Siobhan, naked as far as I could tell, had her back to a steel lally column. She was tied to the column with heavy, straw-colored rope, wound tightly from her ankles, her legs, her body, her arms, to her neck. She was bound so tightly that it seemed she could barely breathe, let alone wriggle. The rope was coarse and bit hard into her skin, so hard that it appeared to chafe and cut her. Rivulets of something that looked a lot like blood dripped down the rope toward the floor. A piece of gray duct tape was wrapped around her forehead so that it held the back of her head to the steel pole. She had a black leather and orange plastic ball gag in her mouth. Her face looked puffy and there were dark purple bags under her eyes.
As bad as seeing her bound, gagged, and seeming to bleed was, it wasn’t the worst of it. The utter stillness of the camera, never panning in or pulling out, the unblinking, unflinching focus of the lens on the Hollow Girl as she wiggled against the ropes was excruciating to watch. Harder to take were the sounds she made: her gasping for breath, her gurgling, her desperate struggle to speak with the plastic ball pressing against her tongue.

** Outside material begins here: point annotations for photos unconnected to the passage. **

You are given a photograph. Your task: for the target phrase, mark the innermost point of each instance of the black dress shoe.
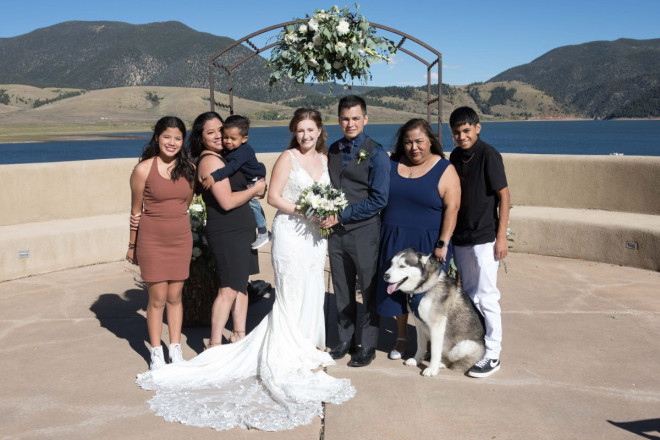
(363, 357)
(340, 350)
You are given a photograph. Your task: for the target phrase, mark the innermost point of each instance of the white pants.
(477, 267)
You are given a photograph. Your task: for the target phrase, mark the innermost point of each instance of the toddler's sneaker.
(157, 358)
(484, 368)
(261, 240)
(176, 355)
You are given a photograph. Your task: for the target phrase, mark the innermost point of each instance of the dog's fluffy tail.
(464, 354)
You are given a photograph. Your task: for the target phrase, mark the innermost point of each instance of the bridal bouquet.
(322, 201)
(201, 253)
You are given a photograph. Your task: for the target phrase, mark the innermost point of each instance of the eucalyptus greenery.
(333, 45)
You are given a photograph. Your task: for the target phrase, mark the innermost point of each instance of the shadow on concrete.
(119, 314)
(643, 428)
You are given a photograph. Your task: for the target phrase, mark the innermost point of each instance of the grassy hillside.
(74, 112)
(603, 79)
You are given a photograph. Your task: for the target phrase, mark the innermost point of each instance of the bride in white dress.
(267, 379)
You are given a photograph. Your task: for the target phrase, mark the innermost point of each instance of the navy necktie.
(345, 145)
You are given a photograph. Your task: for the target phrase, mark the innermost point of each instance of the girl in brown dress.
(161, 191)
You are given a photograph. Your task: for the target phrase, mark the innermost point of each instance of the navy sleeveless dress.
(412, 218)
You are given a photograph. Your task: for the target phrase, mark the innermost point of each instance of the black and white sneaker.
(484, 368)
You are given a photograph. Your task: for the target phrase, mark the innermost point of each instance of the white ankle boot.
(157, 358)
(176, 355)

If Siobhan’s intent had been to create compelling viewing, she’d done it.
Bravo!
But at what cost, I wondered, at what cost?
Propped up against her bare feet and roped shins was a framed photograph, an eight-by-eleven color headshot of a woman or a girl. It might even have been a photograph of the Hollow Girl, but it was difficult to tell. First, because the camera shot of Siobhan was a wide-angle view, and the photo was only one small element in the composition. The second thing that made identifying the person in the photo impossible was the lines of shiny black electrical tape plastered across the subject’s face. Across her eyes, her nose, her mouth, her chin, jawline, and forehead. The tape was strung across her face at odd angles, so that it looked like a piece of Warholian art. It almost seemed to be more about the tape than the face of the woman or girl beneath it.